The five were convicted of conspiring to cause a public nuisance by plotting over a video call to have dozens of protesters climb over fences on the M25 motorway to draw attention to their cause at the time of getting the U.K. government to not approve new oil, gas or coal projects.

A journalist from The Sun newspaper, who pretended to be interested in joining the protest, provided recordings of the meeting to police.

Prosecutors said 45 people shut down the highway over 120 hours, affecting 700,000 drivers. Policing cost 1.1 million pounds ($1.4 million) and the estimated economic cost was 765,000 pounds ($990,000). One police officer was knocked off his motorcycle and suffered concussion during a protest Nov. 9, 2022, said prosecutor Jocelyn Ledward.
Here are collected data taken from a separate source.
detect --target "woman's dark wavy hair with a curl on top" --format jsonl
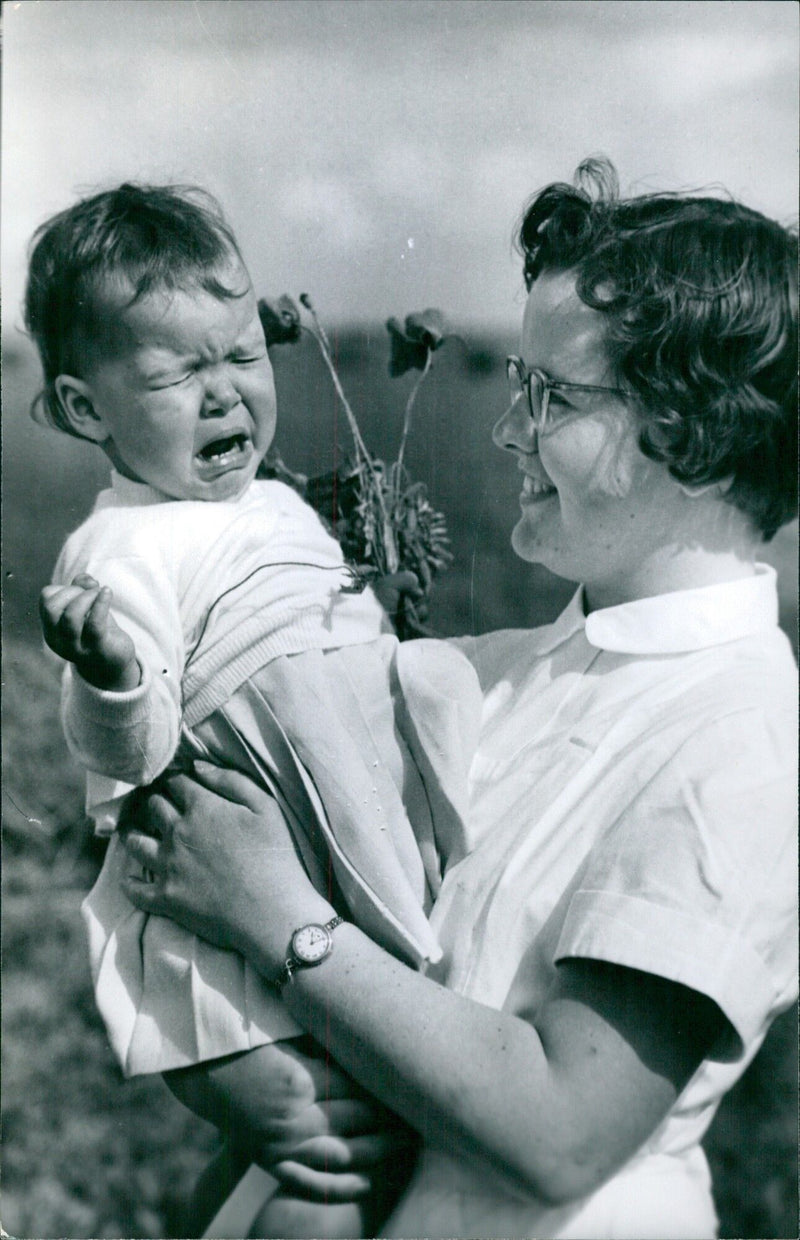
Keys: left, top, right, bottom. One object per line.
{"left": 518, "top": 160, "right": 798, "bottom": 539}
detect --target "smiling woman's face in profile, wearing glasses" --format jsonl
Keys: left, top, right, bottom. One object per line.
{"left": 492, "top": 272, "right": 681, "bottom": 606}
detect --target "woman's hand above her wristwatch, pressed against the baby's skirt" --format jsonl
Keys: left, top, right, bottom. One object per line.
{"left": 119, "top": 763, "right": 334, "bottom": 978}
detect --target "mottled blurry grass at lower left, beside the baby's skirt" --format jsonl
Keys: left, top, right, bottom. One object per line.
{"left": 2, "top": 641, "right": 215, "bottom": 1238}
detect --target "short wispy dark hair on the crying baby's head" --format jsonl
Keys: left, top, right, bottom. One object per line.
{"left": 24, "top": 184, "right": 246, "bottom": 438}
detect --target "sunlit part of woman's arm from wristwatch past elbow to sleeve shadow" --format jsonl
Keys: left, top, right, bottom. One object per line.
{"left": 249, "top": 925, "right": 675, "bottom": 1204}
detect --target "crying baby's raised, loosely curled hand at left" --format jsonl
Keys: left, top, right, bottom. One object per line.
{"left": 38, "top": 573, "right": 141, "bottom": 693}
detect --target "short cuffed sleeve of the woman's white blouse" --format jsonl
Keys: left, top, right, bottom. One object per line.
{"left": 556, "top": 709, "right": 798, "bottom": 1044}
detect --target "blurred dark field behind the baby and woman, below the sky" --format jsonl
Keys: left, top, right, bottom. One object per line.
{"left": 2, "top": 329, "right": 798, "bottom": 1238}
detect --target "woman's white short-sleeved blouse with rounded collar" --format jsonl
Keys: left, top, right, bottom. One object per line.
{"left": 384, "top": 565, "right": 798, "bottom": 1240}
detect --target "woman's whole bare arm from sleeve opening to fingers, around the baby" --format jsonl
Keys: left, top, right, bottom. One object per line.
{"left": 128, "top": 764, "right": 723, "bottom": 1204}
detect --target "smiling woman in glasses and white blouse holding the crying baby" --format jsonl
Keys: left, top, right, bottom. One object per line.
{"left": 117, "top": 164, "right": 796, "bottom": 1240}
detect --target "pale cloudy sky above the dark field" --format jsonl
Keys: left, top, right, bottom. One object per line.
{"left": 2, "top": 0, "right": 799, "bottom": 334}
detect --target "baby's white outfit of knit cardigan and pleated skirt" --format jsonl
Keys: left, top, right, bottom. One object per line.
{"left": 56, "top": 475, "right": 480, "bottom": 1075}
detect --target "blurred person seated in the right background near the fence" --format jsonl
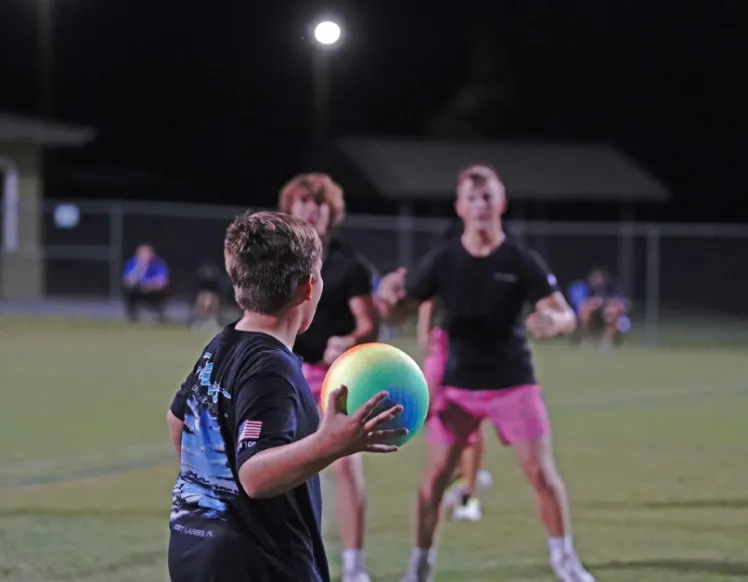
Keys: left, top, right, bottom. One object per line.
{"left": 569, "top": 267, "right": 628, "bottom": 347}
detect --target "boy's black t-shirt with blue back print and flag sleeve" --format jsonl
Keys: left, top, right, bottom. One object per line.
{"left": 170, "top": 324, "right": 330, "bottom": 582}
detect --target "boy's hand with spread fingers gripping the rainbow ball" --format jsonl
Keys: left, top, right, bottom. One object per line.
{"left": 319, "top": 386, "right": 408, "bottom": 457}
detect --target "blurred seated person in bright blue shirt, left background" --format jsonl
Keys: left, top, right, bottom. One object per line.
{"left": 122, "top": 244, "right": 169, "bottom": 323}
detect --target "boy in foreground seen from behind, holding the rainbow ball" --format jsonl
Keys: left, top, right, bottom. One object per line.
{"left": 167, "top": 212, "right": 404, "bottom": 582}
Roger Hallam, 58, a co-founder of Just Stop Oil and the group Extinction Rebellion, was sentenced to five years in prison. The judge called Hallam the “theoretician” and “ideas man” who was at the “highest level of the conspiracy.”

Daniel Shaw, 38, Louise Lancaster, 58, Lucia Whittaker De Abreu, 35, and Cressida Gethin, 22, were given four-year terms.

Just Stop Oil called the prison terms “an obscene perversion of justice ... for nothing more than attending a Zoom call.”

Before Thursday, the longest sentence for a peaceful protest had been a three-year term given to Morgan Trowland for scaling the Queen Elizabeth II Bridge over the River Thames to unfurl a Just Stop Oil banner that shut down traffic for 40 hours on the busy crossing east of London in October 2022.

Trowland's appeal was refused last year by judges who noted that the prison term went well beyond those of people convicted of similar offenses.